Morningside Uniting Church Minister Rev David Kim reflects on the theme of “Uniting in Diversity”, coinciding with Queensland Multicultural Month.
The word “unity” is generally translated into a Korean word 연합 (yearn harp, in Chinese 联合). Its literal meaning is to achieve a common goal together.
Partnership through MoU would be a good example. So, depending on what the common goal is and how long the goal lasts, unity may continue or discontinue. In other words, “unity” as 연합 can be temporary or permanent, also inclusive or exclusive as decided by members’ choice. Because it is different from uniformity, there may be multiple “unity”-ies based on members’ preferences and tendencies.
In this manner, “unity” as 연합 itself produces its own diversity with different directions.
There is another Korean word for “unity”; that is 합일 (harp ill, 合一). It is not about forming a group but about inviting people to join in a movement, regardless of who they are and where they are from, those in the movement do things together because they believe that they are one in doing such things. Watching the Olympic games is a good example because everyone cheers for their fellow countrymen and women. They do not need to know each other, but in the movement of cheering for the nation, they proudly join each other to become one. The second line of the Australian National Anthem has reflected the nation’s new face: “We are one and free”.
In this manner, “unity” as 합일 itself invites and embraces diversity to become one towards one direction.
The Uniting Church in Australia is another good example of “unity” 합일 as a movement because all work for the kingdom and the people of God towards the promised end. We do not need to be the same nor do the same things because we are more likely being riveted or welded rather than molded.
Luke’s Gospel 13:29 reflects upon the church in this movement, “People will come from east and west and north and south and will take their places at the feast in the kingdom of God.” The verse clearly shows the dynamic movements of people gathering at a place where God calls them. The gathering place is described as “at the feast in the kingdom of God,” which means it is a place where people worship, praise, pray and enjoy fellowship with God and with each other.
It is not referring to one designated particular place, but a place where the dynamics between God’s divine invitation and believers’ faithful movements witness to each other. So as long as we renew and revive ourselves into movements towards the heavenly feast, we experience the kingdom of God through worship, witness and service.
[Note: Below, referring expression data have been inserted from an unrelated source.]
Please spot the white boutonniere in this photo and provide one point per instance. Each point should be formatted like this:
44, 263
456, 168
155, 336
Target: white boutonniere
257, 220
The late Rev Don Whebell said in his short study book, co-authored with Duncan Harrison, titled A Hitchhiker’s Trip through The Basis of Union, “The renewal of the Church will not be achieved by our human efforts, but by God as Trinity living in and through the Church,” and quoted Paragraph 4, “Through human witness in word and action, and in the power of the Holy Spirit, Christ reaches out to command people’s attention and awaken faith; he calls people into the fellowship of his sufferings, to be the disciples of a crucified Lord; in his own strange way Christ constitutes, rules and renews them as his Church.”
Paragraph 1 also highlights, “They acknowledge that none of them has responded to God’s love with a full obedience; they look for a continuing renewal in which God will use their common worship, witness and service to set forth the word of salvation for all people.”
Indeed, we are reforming and renewing ourselves as being reformed and renewed at the same time. So I should introduce one last word for “unity”: the word is 일치 (ill-chee, 一体), which means all become one living body/being intertwining and intertwined with/to each other.
Apostle Paul defines this kind of “unity” as 일치 as the body of Christ in 1 Corinthians 12:27. In Genesis 2:24, there is a Hebrew word אֶחָד (ecḥāḏ) as an adjective portraying “one-ness” between two people through marriage. Also in John 17:22b, “ἵνα ὦσιν ἓν καθὼς ἡμεῖς ἕν, that they may be one as we are one,” the Greek word ἓν is used in an adjective form, not a noun, stating that they/we become one living body that cannot be separated from each other. Henceforth, they/we cannot survive without each other.
In conclusion, I would like to invite you to revisit Ephesians 4:1-6. It preaches, “I urge you to live a life worthy of the calling you have received. Be completely humble and gentle; be patient, bearing with one another in love. Make every effort to keep the unity of the Spirit through the bond of peace. There is one body and one Spirit, just as you were called to one hope when you were called ; one Lord, one faith, one baptism; one God and Father of all, who is over all and through all and in all.”
Maybe this is how we, together as one living body of Christ, continue to reform, renew and revive ourselves for the church of God until Jesus Christ comes again.